BACKGROUND: Zalunfiban is a glycoprotein IIb/IIIa (integrin αIIbβ3) inhibitor designed for subcutaneous administration on first medical contact with patients with suspected ST-segment elevation myocardial infarction (STEMI). METHODS: An international, double-blind, placebo-controlled trial randomly assigned patients with STEMI in a 1:1:1 ratio to receive a single subcutaneous injection of zalunfiban (0.11 mg/kg or 0.13 mg/kg) or placebo. The primary efficacy end point was a hierarchical proportional odds model ranking seven end points from worst to best: all-cause death, stroke, recurrent myocardial infarction, acute stent thrombosis, new-onset or rehospitalization for heart failure, larger infarct size, or no end point through 30 days. The primary safety end point was the occurrence of severe or life-threatening bleeding as per the global use of strategies to open occluded coronary arteries (GUSTO) criteria. RESULTS: The trial randomly assigned 2467 patients (853 to zalunfiban 0.11 mg/kg, 818 to zalunfiban 0.13 mg/kg, and 796 to placebo). The primary efficacy end point was significantly improved by zalunfiban (adjusted odds ratio 0.79; 95% confidence interval, 0.65 to 0.98; P=0.028).
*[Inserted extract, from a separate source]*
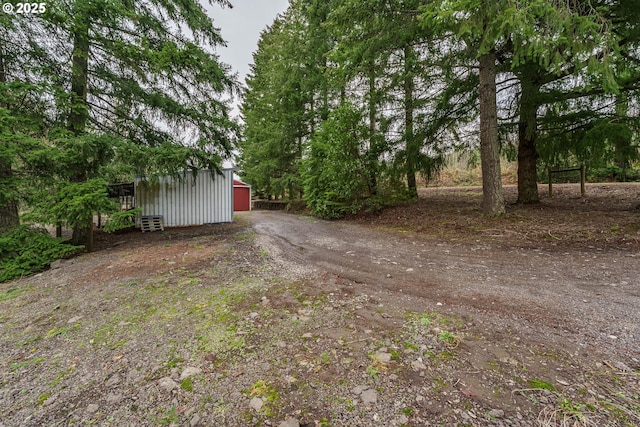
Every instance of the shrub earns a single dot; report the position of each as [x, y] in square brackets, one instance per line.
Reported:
[25, 250]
GUSTO severe bleeding was similar between those who received zalunfiban versus placebo (1.2% vs. 0.8%; P=0.40), but GUSTO mild to moderate bleeding was increased (6.4% vs. 2.5%; P<0.001). Angiography showed faster coronary blood flow with zalunfiban versus placebo (corrected frame count of the infarct-related artery 109 [interquartile range 35 to 176] vs. 176 [interquartile range 40 to 176]; P=0.012). CONCLUSIONS: In patients with STEMI, zalunfiban administered at first medical contact significantly improved preintervention infarct-related patency and reduced the likelihood of a worse 30-day multicomponent hierarchical clinical end point. Zalunfiban was not associated with increased severe or life-threatening bleeding but was associated with increased mild to moderate bleeding. (Funded by CeleCor Therapeutics; CELEBRATE ClinicalTrials.gov number, NCT04825743).